On both sides of the Atlantic, her publishers thought Grave Mistake lacked a convincing motive for the murder. ‘I feel this is probably a case of you as a writer knowing exactly why,’ wrote Collins’s Robert Knittel, ‘but having inadvertently forgotten that the poor reader doesn’t have your inside knowledge.’ Ngaio’s response was less diplomatic and closer to the truth. She knew there were problems, but thought the trouble stemme
d from the fact that the book had ‘been interrupted so often by illness’. ‘[It] hung round my neck like the Ancient Mariner’s Albatross,’ she admitted to Edmund Cork. Apart from the technical problems, Grave Mistake was an old English cosy with the thinnest new paint job. What worked best were the parts written from experiences closest to Ngaio’s heart. ‘Obviously there is more than a nodding acquaintanceship between Upper Quintern & Birling,’ she wrote to Maureen and John Balfour. Her descriptions of the village of Upper Quintern were richly evocative, her night scenes written as freshly as if she were stepping out again into that crystal-clear Christmas Eve.
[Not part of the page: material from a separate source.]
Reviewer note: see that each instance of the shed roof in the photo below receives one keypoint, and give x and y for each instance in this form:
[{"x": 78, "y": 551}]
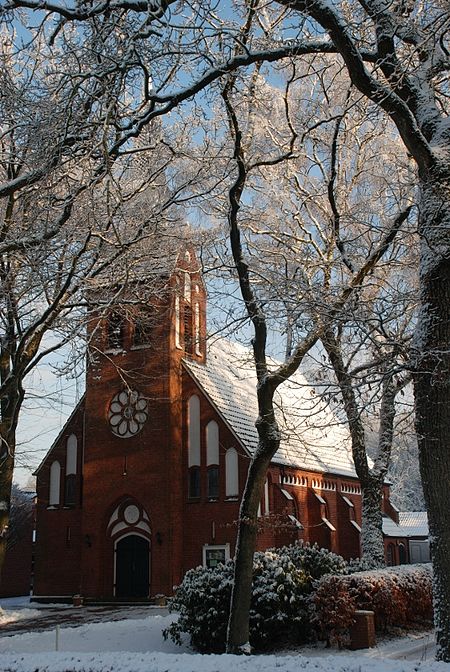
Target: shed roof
[{"x": 411, "y": 524}]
Elizabeth Walter congratulated Ngaio on the cleverly drawn character of Verity Preston, and on the unrequited sexual static between her and suitor Nikolas Markos. ‘They linger in my mind in the way that the best characters in a book so often do,’ she wrote. Walter thought Ngaio had made a wise choice in leaving Verity and Nikolas buzzing but unbedded. Verity is a successful West End playwright. At the time of the murder ‘she was engaged in making extremely tricky alterations to the last act of a play which, after a promising try-out in the provinces, had attracted nibbles from a London management’. This was what Ngaio had wanted first for False Scent, Singing in the Shrouds and then When in Rome, but her stage plays remained in the provinces. Ngaio could make it happen in fiction, however, where the destiny of a play was in the hands of the author, not a fickle English theatre management. Ngaio increased the murderer’s share of the will, made his relationship with the victim knotty, and resubmitted the manuscript, with a dedication to criminal lawyer Gerald Lascelles.